In 1877 Smedes married Henrietta Harvey (1849–1929), the granddaughter of Governor Matthew Harvey of New Hampshire. The couple had four daughters: Eliza Sebor, who died during childhood, Margaret Harvey (m. John I. Rose), Mary Sherwood (m. James M. Poyner), and Helen Lyell (m. Albert W. Latta).
By 1897 Smedes felt that, having spent his inheritance and his physical strength to keep the school open, he could no longer carry the sole responsibility for St. Mary's. The Episcopal church accepted his proposal that the North Carolina dioceses buy the campus from the Cameron family. The act of incorporation vested control in a board of trustees, and in 1899 the charter was amended to involve the South Carolina dioceses. Smedes remained as rector.
Bennett Smedes served his diocese as a faithful member of important committees including the standing committee and as a trustee of St. Augustine's Normal School and Collegiate Institute (now St. Augustine's College). Generous in his support of public causes, he was even more liberal in his private charities. In 1894 The University of North Carolina awarded him a doctor of divinity degree.
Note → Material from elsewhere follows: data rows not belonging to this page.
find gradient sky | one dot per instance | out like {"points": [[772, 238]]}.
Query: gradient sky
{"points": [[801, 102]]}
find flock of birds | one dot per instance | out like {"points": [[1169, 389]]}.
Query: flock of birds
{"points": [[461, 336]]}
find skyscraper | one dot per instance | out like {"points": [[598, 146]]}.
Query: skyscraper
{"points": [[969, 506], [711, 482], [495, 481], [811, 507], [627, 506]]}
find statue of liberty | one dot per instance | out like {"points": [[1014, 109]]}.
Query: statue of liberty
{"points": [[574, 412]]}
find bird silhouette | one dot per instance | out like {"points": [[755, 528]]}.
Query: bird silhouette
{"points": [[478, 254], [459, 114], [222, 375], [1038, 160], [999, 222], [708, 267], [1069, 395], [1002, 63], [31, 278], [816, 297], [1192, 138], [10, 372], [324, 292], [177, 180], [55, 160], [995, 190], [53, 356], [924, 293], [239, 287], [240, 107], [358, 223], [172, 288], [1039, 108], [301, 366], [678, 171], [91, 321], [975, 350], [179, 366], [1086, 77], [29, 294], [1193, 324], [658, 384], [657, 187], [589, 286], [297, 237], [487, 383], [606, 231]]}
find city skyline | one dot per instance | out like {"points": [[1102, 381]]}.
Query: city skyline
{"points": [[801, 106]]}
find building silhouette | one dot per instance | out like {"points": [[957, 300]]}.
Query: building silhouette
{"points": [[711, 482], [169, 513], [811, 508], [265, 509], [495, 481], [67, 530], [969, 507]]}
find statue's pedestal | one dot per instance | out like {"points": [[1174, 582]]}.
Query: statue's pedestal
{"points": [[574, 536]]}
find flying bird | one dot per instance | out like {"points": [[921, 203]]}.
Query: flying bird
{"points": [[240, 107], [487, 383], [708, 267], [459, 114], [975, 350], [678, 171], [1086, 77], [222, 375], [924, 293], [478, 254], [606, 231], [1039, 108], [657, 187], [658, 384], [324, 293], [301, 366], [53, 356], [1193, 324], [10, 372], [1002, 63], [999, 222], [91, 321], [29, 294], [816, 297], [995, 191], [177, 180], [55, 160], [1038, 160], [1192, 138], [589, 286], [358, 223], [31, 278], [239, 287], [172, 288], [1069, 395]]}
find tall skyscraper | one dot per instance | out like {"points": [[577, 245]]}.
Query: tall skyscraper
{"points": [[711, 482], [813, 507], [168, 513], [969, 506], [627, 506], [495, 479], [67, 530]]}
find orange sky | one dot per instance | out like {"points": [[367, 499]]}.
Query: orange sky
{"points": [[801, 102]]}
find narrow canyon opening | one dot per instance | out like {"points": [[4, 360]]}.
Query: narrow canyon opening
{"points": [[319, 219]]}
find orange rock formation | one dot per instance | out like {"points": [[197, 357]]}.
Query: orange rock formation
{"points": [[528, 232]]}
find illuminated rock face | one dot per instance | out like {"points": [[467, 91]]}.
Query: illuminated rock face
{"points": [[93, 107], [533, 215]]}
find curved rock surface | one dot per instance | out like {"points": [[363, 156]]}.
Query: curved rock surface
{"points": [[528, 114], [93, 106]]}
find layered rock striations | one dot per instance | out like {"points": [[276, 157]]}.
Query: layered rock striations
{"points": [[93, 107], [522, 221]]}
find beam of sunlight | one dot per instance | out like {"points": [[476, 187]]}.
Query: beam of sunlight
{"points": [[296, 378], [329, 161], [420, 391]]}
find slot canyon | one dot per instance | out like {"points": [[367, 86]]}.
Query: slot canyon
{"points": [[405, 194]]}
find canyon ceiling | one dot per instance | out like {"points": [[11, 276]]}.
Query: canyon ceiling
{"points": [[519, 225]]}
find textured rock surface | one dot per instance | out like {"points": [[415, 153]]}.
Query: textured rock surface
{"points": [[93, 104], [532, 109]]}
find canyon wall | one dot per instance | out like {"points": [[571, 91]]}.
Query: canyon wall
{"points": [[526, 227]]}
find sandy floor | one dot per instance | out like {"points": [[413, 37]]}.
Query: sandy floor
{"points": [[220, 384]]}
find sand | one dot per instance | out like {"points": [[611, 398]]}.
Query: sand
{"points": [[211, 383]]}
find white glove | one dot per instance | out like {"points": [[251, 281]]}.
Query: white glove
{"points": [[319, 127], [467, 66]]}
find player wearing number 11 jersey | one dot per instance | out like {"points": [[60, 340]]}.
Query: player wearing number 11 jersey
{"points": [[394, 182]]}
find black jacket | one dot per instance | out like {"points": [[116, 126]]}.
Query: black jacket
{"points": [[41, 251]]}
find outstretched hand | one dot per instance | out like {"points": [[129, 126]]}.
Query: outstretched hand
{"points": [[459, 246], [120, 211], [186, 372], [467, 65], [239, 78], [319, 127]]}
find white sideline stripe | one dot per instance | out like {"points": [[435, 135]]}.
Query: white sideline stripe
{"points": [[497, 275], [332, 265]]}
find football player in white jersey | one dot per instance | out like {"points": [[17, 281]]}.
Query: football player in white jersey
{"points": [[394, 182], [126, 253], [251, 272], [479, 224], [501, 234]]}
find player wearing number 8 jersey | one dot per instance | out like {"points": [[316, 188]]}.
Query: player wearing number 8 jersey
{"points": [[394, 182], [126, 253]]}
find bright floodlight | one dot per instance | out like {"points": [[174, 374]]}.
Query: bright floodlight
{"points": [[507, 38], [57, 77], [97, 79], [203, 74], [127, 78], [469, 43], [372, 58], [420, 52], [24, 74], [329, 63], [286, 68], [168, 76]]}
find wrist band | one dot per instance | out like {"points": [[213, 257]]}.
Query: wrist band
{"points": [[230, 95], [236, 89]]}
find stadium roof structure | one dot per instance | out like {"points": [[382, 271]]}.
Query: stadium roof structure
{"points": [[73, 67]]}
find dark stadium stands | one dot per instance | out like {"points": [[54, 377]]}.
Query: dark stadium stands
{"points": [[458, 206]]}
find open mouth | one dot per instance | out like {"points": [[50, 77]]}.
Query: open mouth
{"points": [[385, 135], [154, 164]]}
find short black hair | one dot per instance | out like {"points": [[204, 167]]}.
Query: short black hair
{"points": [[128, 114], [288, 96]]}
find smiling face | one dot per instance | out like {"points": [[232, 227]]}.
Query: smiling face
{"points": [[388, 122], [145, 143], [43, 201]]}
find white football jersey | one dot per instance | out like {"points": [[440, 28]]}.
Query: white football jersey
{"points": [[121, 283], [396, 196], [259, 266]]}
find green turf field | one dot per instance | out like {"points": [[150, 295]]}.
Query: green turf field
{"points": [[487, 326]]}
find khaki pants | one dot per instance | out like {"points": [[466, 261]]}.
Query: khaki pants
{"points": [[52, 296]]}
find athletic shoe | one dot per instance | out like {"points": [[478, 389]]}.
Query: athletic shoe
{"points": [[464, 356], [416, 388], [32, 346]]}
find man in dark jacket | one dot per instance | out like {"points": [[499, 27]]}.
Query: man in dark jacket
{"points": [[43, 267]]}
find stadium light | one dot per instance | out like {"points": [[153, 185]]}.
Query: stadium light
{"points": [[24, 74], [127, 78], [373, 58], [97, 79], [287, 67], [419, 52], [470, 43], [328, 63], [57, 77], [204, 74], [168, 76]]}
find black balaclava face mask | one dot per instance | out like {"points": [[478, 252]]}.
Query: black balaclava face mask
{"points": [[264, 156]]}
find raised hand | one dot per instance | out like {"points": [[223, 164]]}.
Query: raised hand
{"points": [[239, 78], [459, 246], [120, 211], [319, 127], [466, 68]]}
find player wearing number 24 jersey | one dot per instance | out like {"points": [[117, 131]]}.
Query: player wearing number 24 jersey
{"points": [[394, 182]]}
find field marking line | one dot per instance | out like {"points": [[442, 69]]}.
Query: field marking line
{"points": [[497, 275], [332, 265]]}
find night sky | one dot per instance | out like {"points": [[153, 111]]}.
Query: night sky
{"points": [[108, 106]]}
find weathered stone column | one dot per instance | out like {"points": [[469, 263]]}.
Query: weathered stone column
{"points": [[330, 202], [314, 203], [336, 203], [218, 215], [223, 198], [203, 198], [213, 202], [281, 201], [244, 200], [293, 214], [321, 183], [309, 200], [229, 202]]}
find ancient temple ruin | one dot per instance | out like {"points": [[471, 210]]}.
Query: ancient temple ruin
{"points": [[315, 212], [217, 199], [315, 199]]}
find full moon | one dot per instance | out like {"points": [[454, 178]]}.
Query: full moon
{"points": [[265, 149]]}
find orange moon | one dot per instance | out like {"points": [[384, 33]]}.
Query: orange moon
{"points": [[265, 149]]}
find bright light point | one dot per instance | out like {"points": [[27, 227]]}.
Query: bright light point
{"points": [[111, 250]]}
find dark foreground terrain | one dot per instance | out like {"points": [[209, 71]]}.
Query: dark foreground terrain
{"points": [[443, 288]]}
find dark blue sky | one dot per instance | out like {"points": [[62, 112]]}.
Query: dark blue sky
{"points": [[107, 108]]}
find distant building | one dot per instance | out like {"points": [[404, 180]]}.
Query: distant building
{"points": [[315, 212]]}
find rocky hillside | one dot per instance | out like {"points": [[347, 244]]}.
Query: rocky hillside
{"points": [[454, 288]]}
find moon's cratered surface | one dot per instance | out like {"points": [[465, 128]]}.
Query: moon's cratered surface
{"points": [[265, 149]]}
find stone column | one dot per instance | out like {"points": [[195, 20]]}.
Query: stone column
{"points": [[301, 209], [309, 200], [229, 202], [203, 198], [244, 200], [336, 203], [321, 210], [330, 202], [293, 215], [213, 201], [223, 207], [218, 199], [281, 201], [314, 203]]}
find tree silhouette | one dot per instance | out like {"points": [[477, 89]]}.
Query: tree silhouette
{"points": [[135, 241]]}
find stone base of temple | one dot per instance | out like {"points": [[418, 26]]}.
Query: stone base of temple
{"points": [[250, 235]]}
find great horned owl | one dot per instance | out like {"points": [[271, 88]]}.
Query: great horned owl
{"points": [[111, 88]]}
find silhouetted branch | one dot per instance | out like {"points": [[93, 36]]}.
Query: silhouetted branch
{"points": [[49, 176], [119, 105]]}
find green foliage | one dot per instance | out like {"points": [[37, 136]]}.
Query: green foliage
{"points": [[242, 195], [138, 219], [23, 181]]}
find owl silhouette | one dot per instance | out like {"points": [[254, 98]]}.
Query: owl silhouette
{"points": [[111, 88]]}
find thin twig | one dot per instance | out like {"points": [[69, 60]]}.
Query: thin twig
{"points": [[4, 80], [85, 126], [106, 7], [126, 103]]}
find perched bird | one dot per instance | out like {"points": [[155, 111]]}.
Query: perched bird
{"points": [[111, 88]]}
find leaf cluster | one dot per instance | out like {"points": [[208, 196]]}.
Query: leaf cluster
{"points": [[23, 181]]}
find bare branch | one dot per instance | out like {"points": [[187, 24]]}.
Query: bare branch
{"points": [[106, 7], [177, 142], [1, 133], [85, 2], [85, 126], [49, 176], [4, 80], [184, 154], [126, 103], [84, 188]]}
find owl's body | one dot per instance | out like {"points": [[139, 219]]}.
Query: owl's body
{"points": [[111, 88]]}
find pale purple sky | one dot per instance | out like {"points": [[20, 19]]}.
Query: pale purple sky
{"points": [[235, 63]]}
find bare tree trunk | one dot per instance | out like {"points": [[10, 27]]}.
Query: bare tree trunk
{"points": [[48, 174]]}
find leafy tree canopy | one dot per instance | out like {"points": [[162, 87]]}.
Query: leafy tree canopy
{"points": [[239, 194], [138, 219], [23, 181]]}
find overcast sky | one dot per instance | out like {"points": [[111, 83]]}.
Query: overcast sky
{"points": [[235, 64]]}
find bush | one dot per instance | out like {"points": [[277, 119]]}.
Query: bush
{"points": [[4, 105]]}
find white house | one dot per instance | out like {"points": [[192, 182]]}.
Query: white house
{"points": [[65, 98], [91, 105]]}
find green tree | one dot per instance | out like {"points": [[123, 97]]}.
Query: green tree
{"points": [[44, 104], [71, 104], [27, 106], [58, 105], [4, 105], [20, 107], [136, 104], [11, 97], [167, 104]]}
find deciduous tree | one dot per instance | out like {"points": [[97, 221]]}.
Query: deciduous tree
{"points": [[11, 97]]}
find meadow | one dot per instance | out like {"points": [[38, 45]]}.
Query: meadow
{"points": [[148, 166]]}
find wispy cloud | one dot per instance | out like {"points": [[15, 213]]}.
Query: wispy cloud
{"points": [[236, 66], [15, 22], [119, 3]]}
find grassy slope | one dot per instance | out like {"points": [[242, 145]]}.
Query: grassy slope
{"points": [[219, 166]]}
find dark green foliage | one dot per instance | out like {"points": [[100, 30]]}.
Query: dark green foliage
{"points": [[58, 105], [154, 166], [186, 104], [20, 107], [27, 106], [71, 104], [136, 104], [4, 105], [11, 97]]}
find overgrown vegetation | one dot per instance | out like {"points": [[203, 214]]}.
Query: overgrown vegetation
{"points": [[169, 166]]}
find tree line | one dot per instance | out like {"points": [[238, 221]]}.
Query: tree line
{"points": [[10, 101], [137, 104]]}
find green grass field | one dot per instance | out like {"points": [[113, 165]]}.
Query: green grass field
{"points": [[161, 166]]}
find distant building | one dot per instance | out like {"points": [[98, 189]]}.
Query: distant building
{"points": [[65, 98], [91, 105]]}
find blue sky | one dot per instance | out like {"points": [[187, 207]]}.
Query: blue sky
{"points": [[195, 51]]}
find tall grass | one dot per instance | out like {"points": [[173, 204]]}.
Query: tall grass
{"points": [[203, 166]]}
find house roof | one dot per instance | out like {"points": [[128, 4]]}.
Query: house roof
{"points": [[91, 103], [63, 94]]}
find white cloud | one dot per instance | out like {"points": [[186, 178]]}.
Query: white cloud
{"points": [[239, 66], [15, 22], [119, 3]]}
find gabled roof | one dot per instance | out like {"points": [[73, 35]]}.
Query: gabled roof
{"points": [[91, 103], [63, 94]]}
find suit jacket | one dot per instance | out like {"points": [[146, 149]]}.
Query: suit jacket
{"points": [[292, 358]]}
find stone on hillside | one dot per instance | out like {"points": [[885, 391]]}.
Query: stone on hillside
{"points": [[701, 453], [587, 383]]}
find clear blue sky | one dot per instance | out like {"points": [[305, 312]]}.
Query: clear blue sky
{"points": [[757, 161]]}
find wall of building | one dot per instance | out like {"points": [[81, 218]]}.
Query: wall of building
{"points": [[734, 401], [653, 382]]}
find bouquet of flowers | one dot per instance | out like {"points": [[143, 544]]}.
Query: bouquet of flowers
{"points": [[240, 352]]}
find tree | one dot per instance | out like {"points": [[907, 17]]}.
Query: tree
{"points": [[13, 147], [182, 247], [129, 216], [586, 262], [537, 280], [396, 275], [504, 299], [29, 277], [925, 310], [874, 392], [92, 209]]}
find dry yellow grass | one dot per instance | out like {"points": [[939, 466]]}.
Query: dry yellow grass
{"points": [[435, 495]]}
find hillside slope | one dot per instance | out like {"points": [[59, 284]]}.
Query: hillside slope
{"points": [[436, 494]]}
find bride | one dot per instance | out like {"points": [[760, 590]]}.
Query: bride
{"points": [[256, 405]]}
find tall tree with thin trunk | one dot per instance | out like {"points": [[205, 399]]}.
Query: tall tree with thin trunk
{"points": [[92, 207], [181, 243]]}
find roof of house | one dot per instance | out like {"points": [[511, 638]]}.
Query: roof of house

Smedes died at St. Mary's. The circumstances of his death from pneumonia were typical of his unselfish devotion to others, for he had walked several miles in a driving snowstorm to collect the mail so that his young charges would not be disappointed. He was buried in Oakwood Cemetery, Raleigh. The Right Reverend Joseph Blount Cheshire, D.D., bishop of North Carolina, wrote of Smedes, "If men are to be estimated by the purity and simplicity of their Christian character and by the value of their life work to the Church and to the community, few names deserve to stand higher." Portraits of Smedes are owned by St. Mary's College and by James M. Poyner, Raleigh.